100%|██████████| 32198/32198 [11:44<00:00, 45.72it/s]

finished!





In [7]:
len(word_probability)

32198



---



# 3. **Text Preproocessing**

3.1) **Splitting**

'loave' -> 'love'

In [8]:
def split(word):
  parts = []
  for i in range(len(word)+1):
    parts+= [(word[:i], word[i:])]
  return parts
print(split('lvoe'))

[('', 'lvoe'), ('l', 'voe'), ('lv', 'oe'), ('lvo', 'e'), ('lvoe', '')]


3.2 **Delete**

In [9]:
def delete(word):
  output = []
  for l,r in split(word):
    output.append(l+r[1:])
  return output
print(delete('loave'))

['oave', 'lave', 'love', 'loae', 'loav', 'loave']


3.3 **Swap**

In [10]:
# lvoe
def swap(word):
  output = []
  for l,r in split(word):
    if len(r) > 1:
      output.append(l + r[1] + r[0] + r[2:])

  return output

swap('lvoe')

['vloe', 'love', 'lveo']

3.4 **Replace**

In [11]:
characters = 'abcdefghijklmnopqrstuvwxyz'
def replace(word):
  output = []
  for l,r in split(word):
    for char in characters:
      output.append(l + char + r[1:])
  return output

len(replace('lave')) #will try all characters on all indexes

130

3.5 **Insert**

In [12]:
def insert(word):
  output = []
  for l,r in split(word):
    for char in characters:
      output.append(l+char+r)
  return output

response = insert('piza')
'pizza' in response

True

# 4. Finding the Prediction (Level - 1)

4.1) **Combining Possible Words**

In [46]:
def edit(word):
  return list(set(insert(word)+delete(word)+swap(word)+replace(word)))

response = edit('cresh')

4.2) **Predicting the Word**

In [36]:
def spell_check(word,count=5):
  output = []

  suggested_words = edit(word)

  for wrd in suggested_words:
    if wrd in word_probability.keys():
      output.append([wrd, word_probability[wrd]])

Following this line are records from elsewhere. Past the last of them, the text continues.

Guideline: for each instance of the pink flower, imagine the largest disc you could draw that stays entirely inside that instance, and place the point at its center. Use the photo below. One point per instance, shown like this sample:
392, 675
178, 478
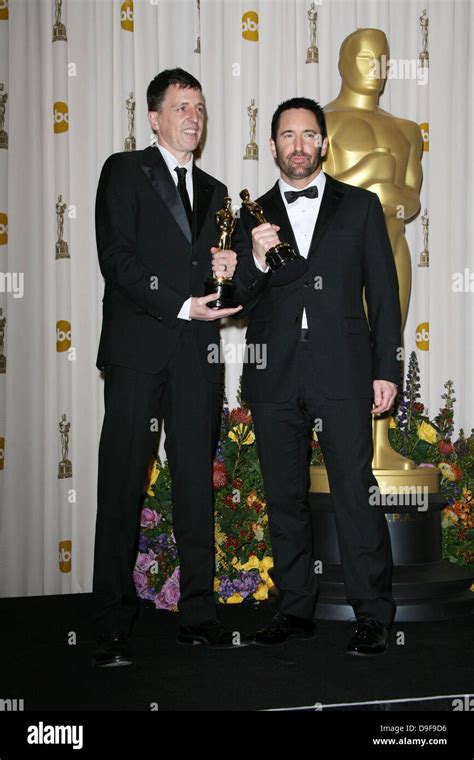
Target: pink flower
149, 518
168, 597
141, 582
144, 561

  return list(pd.DataFrame(output, columns=['word','prob']).sort_values(by='prob', ascending=False).head(count)['word'].values)
    # print(word, word_probability[word])

In [49]:
# pd.DataFrame(output, columns=['word','prob']).sort_values(by='prob', ascending=False)
spell_check('loave')

['love', 'leave']

# 5. Finding the Prediction (Level - 2)

5.1) **Combining Possible Words**

In [53]:
def spell_check2(word, count=5):
  output = []
  suggested_words = edit(word)  #level one edit

  for e1 in edit(word):
    suggested_words += edit(e1) #level 2 edit

  suggested_words = list(set(suggested_words))

  for wrd in suggested_words:
    if wrd in word_probability.keys():
      output.append([wrd, word_probability[wrd]])

  return list(pd.DataFrame(output, columns=['word','prob']).sort_values(by='prob', ascending=False).head(count)['word'].values)


In [54]:
spell_check2('loave')

['have', 'love', 'gave', 'leave', 'late']